Technical Project Leadership
How I run engineering projects, end to end
Not a list of projects — a description of the process I bring to every one of them, from first conversation to production support.
Discovery
Start by understanding the business, not the backlog. I talk to stakeholders, map the current workflow, and identify the real constraint before proposing a solution.
Requirements Gathering
Translate business goals into concrete, testable requirements. I favor a small number of clear requirements over a large ambiguous list — ambiguity is where projects go over budget.
Architecture Planning
Design the system boundaries, data model, and integration points before writing implementation code. Architecture decisions are the ones that are expensive to reverse — they get the most upfront thought.
Database Design
Model data around the domain, not the first screen that needs it. I design for the relationships and constraints the business actually has, and validate the model against multiple future use cases before committing.
API Strategy
Define API contracts as a product decision, not an implementation detail — versioning, permissions, and consumer needs are settled before the first endpoint ships.
UI Planning
Plan interfaces around the user's workflow, not the data model. I sketch the critical paths first and validate them before investing in visual polish.
Sprint Planning
Break architecture into shippable increments that deliver real value on their own, so the team can course-correct early instead of discovering problems at the end.
Risk Management
Identify the riskiest technical assumption in a project and resolve it first. Most project risk is concentrated in a small number of unknowns — I find and de-risk those early.
Code Reviews
Treat code review as a design conversation, not a gate. I look for correctness, maintainability, and whether the change fits the system's architecture — not just style.
Deployment
Ship incrementally with rollback paths defined up front.
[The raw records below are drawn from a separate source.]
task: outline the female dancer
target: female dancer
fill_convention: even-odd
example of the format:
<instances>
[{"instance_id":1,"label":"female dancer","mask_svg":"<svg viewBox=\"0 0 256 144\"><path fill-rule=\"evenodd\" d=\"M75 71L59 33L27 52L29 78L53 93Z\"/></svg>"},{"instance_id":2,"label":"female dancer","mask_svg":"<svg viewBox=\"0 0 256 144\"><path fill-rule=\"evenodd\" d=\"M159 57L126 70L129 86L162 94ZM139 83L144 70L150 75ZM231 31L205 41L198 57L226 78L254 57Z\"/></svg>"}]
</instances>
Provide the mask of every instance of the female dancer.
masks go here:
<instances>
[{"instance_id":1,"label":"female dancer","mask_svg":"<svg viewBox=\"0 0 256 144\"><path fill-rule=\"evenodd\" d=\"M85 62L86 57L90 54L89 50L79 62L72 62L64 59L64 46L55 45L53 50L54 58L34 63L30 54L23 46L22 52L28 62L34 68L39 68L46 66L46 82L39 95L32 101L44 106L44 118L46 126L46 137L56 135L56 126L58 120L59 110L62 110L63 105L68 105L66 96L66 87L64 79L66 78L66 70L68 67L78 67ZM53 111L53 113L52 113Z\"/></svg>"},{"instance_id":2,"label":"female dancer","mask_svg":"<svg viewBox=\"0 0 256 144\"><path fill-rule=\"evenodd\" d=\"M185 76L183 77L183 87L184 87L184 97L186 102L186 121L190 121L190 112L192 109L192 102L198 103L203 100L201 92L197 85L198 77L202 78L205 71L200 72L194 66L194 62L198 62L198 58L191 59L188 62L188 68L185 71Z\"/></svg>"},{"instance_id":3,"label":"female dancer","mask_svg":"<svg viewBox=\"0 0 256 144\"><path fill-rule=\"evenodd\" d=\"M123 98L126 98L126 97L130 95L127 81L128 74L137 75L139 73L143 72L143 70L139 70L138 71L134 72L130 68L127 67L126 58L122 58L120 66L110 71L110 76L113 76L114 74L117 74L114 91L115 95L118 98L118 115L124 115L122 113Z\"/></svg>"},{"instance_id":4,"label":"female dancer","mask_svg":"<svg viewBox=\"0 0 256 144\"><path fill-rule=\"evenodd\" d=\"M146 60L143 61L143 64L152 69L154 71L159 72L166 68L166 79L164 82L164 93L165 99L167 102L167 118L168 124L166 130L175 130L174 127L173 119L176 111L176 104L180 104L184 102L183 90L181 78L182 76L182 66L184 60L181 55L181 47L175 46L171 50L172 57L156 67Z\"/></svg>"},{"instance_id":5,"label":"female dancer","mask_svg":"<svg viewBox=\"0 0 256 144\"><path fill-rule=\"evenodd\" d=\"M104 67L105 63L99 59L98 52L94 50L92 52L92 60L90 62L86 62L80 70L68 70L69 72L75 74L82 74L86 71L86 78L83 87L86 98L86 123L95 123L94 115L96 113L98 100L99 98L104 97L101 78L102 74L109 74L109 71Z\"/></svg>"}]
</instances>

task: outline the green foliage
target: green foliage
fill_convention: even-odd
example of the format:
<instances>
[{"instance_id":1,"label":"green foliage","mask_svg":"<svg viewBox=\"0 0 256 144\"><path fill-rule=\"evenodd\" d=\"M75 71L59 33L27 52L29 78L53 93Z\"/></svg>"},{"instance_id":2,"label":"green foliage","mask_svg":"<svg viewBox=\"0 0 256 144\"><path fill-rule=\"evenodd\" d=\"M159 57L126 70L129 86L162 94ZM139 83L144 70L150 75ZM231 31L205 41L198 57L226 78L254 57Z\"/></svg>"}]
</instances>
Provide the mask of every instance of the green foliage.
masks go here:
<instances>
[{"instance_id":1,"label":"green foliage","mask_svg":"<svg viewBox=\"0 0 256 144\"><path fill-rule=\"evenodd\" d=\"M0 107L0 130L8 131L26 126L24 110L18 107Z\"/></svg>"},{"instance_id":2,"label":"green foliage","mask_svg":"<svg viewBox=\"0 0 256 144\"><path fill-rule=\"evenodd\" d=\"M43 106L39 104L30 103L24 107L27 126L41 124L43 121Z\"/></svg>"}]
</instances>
Deployment should be a routine, low-risk event, not a milestone the team dreads.
Production Support
Stay close to how systems behave in production — monitoring, incident response, and using real usage data to inform the next iteration.
Scaling
Scale the parts of the system that actually need it, informed by real usage patterns rather than speculative future load.
Stakeholder Communication
Keep stakeholders informed with the tradeoffs, not just the status. Technical decisions are business decisions, and I communicate them that way.